Anna Hartwell Lusk (January 8, 1870 – August 21, 1968) was an American socialite during the Gilded Age.

==Early life==
Anna Hartwell Lusk was born in New York City on January 8, 1870, the daughter of Prof. William Thompson Lusk and Mary Hartwell (née Chittenden) Lusk.

Her mother died, aged 31, when Anna was 1 year old. A 13-day-old sister, Lily Adams Lusk, died in September 1871, a year and a half after Anna's birth. Chittenden Memorial Library at Yale University was built in honor of Anna's mother. Among her surviving siblings were elder brother was Dr. Graham Lusk (a physiologist and nutritionist), who married Mary Woodbridge Tiffany (a daughter of Louis Comfort Tiffany); Mary Elizabeth Lusk, who married journalist and author Cleveland Moffett; and Dr. William Chittenden Lusk, who, like Anna, did not marry. Her father was an Adjutant-General in the United States Volunteers during the Civil War.

Her maternal grandparents were Mary Elizabeth (née Hartwell) Chittenden (Note: Mary Elizabeth (née Hartwell) Chittenden (1815–1852), was the daughter of Sherman Hartwell, himself the nephew of American founding father Roger Sherman and his first wife, Elizabeth (née Hartwell) Sherman.) and U.S. Representative Simeon B. Chittenden.

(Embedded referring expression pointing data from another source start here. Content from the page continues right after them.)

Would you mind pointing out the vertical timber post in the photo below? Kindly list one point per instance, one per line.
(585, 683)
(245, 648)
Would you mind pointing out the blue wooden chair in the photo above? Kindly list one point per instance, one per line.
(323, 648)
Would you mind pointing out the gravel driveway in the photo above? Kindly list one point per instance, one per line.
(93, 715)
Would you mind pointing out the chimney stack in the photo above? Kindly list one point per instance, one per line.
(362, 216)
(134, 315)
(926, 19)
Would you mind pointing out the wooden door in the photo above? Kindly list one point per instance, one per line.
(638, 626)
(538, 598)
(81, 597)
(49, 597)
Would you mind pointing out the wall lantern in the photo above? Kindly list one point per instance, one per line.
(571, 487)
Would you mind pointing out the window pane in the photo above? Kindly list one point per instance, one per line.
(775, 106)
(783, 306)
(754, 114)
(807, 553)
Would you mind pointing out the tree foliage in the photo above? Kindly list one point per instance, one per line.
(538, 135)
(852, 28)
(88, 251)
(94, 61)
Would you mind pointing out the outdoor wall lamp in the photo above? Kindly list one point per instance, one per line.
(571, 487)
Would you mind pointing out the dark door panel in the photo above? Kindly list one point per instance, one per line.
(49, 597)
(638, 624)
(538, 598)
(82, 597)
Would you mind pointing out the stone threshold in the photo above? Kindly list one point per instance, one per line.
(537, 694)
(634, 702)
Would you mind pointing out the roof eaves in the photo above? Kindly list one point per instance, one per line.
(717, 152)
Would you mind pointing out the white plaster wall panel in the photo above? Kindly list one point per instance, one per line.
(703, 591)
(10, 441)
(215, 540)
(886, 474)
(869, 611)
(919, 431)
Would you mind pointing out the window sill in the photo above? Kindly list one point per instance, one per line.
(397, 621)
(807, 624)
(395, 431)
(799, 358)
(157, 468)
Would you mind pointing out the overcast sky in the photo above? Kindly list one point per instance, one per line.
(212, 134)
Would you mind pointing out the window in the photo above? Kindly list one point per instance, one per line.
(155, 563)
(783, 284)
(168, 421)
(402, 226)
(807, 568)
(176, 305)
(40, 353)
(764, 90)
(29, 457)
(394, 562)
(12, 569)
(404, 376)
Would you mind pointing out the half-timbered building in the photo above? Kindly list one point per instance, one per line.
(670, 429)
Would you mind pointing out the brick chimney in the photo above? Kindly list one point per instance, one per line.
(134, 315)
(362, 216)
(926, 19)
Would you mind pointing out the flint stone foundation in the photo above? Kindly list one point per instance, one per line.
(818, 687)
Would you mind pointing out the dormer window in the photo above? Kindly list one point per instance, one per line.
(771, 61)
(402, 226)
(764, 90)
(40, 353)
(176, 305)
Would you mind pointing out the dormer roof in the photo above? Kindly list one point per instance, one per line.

Her paternal grandparents were Sylvester Graham Lusk and Elizabeth Freeman Lusk (née Adams).

==Society life==
In 1892, Anna, listed as "Miss Lusk", was included in Ward McAllister's "Four Hundred", purported to be an index of New York's best families, published in The New York Times. Conveniently, 400 was the number of people that could fit into Mrs. Astor's ballroom.

In 1907, Lusk purchased land from the Paul Smith Hotel Company and hired architect Grosvenor Atterbury to design a "camp" for her, in the Queen Anne style, on Upper St. Regis Lake in New York's Adirondack mountains, adjoining the camp of her brother, known as "Camp Comfort" in Brandreth Park. The camp, which was opened in 1908, "[was to] be one of the most elaborate and extensive of the entire chain of lakes" and featured a two-story living hall with a "monumental fieldstone fireplace." Anna sold the camp to Dr. and Mrs. A. S. Chase of New York around 1921.

==Personal life==
Lusk, who did not marry, died at age 98 in Guilford, Connecticut, where she had lived for many years, on August 21, 1968. She was buried in Woodlawn Cemetery in the Bronx.